Independent Energy, the biggest of the new electricity and gas suppliers, collapsed yesterday, calling in the receivers after being overwhelmed by its mounting customer billing problems.

Shares in the Solihull-based group were suspended and administrative receivers appointed from KPMG after Independent Energy failed to find a rescuer and its banks withdrew financial support.

The company has debts of at least £165m and at the last count was owed £119m by customers to whom it had supplied electricity but had been unable to bill. Independent Energy has 242,000 customers, of which just under 200,000 are domestic. It had difficulties billing because of problems in obtaining customer meter readings from previous suppliers.

Myles Halley, of KPMG Corporate Recovery, one of the two joint receivers, said that the company would continue to trade as normal, adding that two expressions of interest had already been received.

Independent Energy was floated in 1996 for just £13m and rose in value to more than £1bn, making a multi-millionaire out its founder John Sulley. The billing problems emerged in February, sending the company's shares crashing.

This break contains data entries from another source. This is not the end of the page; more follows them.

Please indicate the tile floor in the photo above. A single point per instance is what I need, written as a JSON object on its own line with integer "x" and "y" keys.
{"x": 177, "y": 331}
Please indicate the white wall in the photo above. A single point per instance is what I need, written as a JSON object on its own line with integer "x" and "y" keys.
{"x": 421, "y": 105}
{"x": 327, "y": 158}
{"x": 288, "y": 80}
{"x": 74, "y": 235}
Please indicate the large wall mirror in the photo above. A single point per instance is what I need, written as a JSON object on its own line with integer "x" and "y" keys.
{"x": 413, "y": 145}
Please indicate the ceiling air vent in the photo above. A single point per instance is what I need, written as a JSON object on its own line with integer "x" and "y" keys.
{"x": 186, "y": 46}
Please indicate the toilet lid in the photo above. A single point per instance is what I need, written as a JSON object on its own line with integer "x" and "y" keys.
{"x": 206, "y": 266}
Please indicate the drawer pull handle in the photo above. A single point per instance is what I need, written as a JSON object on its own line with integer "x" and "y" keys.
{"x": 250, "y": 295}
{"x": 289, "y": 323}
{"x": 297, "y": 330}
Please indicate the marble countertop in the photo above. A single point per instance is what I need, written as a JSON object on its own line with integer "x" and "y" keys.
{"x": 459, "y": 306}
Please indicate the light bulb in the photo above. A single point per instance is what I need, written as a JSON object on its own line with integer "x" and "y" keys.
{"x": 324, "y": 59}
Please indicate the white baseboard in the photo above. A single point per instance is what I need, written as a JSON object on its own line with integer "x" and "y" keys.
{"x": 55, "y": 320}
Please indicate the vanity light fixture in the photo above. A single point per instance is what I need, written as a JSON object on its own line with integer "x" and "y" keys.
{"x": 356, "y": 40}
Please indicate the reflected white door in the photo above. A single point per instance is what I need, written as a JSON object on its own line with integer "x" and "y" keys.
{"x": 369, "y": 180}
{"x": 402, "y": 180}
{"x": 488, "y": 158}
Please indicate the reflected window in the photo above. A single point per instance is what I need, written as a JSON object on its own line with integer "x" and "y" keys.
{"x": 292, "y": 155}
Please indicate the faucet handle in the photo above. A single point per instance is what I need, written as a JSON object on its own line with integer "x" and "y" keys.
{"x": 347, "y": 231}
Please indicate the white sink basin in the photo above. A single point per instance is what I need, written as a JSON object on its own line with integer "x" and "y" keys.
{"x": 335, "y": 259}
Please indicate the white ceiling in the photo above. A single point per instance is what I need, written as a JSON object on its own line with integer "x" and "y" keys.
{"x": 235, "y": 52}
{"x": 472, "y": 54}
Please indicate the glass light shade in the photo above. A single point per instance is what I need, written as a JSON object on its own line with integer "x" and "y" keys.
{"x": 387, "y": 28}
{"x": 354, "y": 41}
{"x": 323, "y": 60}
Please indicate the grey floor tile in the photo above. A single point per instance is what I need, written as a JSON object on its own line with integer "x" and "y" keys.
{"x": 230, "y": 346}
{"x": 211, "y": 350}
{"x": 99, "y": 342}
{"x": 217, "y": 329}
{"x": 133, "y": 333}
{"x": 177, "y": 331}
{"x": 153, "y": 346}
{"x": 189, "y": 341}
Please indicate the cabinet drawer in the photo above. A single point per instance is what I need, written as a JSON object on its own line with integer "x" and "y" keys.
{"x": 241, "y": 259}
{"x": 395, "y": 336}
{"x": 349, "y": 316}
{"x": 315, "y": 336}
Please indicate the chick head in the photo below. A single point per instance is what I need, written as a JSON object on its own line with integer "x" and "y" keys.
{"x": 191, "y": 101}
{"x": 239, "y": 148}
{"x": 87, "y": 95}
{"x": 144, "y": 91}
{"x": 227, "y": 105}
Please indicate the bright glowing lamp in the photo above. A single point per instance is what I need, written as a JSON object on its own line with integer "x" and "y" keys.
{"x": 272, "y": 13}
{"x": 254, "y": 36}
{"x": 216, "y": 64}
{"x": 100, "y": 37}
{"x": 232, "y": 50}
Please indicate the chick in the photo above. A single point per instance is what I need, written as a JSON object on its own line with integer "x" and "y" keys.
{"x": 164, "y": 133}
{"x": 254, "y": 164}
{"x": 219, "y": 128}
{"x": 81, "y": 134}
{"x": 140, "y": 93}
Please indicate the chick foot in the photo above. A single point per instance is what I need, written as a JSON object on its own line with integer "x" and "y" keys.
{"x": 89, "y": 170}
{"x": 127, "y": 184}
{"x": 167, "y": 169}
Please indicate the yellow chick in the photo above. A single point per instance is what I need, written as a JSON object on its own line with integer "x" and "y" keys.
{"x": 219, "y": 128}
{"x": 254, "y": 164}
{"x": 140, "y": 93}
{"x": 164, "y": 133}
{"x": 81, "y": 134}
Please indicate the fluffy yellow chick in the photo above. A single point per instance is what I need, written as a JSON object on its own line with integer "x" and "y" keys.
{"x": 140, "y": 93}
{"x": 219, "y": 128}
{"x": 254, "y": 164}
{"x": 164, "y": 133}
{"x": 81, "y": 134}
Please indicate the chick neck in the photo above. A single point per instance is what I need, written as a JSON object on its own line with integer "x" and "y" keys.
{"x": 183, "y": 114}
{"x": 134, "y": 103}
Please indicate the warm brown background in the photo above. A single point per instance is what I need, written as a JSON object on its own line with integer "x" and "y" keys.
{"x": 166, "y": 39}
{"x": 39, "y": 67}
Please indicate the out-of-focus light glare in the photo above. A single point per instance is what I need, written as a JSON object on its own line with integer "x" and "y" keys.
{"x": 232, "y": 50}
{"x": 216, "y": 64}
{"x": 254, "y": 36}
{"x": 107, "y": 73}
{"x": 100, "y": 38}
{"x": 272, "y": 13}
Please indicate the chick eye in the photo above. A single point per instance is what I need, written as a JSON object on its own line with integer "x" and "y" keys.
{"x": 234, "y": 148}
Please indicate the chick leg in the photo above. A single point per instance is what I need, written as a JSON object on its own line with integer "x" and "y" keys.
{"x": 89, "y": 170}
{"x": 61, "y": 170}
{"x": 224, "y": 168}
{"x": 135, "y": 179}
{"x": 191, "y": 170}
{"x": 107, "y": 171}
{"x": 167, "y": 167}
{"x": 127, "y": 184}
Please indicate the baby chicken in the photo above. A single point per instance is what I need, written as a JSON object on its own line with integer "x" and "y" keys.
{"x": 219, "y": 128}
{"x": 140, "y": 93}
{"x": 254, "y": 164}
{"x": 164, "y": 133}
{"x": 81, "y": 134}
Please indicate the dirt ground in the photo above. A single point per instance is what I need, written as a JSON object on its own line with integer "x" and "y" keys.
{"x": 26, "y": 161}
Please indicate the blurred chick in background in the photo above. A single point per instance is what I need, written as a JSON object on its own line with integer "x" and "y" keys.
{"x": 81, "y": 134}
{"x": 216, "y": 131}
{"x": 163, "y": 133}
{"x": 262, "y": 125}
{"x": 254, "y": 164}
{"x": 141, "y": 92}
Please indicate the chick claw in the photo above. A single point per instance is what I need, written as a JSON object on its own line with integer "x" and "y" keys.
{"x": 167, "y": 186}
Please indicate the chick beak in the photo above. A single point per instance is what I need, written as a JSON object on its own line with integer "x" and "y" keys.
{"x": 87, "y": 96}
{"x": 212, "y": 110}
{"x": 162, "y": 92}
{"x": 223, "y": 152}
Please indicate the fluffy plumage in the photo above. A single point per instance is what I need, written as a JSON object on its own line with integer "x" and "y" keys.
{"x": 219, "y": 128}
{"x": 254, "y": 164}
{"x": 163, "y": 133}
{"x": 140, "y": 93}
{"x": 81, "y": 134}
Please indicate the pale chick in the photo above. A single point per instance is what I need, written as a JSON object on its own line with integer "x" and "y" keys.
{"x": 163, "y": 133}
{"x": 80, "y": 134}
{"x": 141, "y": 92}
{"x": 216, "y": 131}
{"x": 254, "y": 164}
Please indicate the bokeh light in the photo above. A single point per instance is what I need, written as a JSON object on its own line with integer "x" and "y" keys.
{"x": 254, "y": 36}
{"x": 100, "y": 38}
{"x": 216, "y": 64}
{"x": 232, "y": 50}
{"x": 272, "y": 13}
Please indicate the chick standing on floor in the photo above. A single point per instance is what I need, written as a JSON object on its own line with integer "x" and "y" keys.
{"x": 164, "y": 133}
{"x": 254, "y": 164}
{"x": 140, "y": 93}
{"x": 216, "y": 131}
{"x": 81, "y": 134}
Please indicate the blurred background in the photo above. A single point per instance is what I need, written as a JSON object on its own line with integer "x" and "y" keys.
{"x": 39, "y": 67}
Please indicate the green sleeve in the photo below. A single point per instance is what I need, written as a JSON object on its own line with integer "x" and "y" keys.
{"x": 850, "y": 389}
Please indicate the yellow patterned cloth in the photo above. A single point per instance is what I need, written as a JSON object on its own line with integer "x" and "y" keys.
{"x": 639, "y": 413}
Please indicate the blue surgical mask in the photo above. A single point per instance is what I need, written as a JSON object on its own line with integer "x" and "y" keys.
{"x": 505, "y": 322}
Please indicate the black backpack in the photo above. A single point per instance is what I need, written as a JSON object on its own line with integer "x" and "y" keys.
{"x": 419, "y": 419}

The stock was suspended yesterday morning at 500p, valuing the company at £200m.

The energy regulator, Callum McCarthy of Ofgem, said there was no question of any customers of Independent Energy being disconnected but cautioned that they would be liable to pay for any energy they used and advised consumers to take a meter reading.

Ofgem ordered Independent Energy to stop signing more domestic customers in May after its billing problems began to worsen but yesterday Ogem was criticised by consumer groups for not acting quickly enough. Rodney Brooke, chairman of the national Electricity Consumers Council, said: "We have repeatedly expressed our concerns about the problems of Independent Energy. We do not believe this situation should have been allowed to arise. The regulator must now explain whether enough was done and whether he should have stepped in sooner."

Despite the mounting billing problems and the severe shortage of working capital, Independent Energy continued to report healthy profits. In May it announced a 12-fold rise in profits to £21.7m for the nine months to the end of March. However, its cash position was worsening. In May it had to seek an extra £80m to keep it going until the end of this month and in June it was forced to put itself up for sale.

Industry sources say part of the problem lay in the company's accounting practices. It was selling energy for less than the cost of purchasing it but amortising these costs over very long time periods, enabling it to report profits.

Ofgem said it was now monitoring the situation closely and was in contact with the receivers. Unless a buyer can be found quickly, it will be Ofgem's job to arrange the orderly transfer of Independent Energy's customers to new suppliers.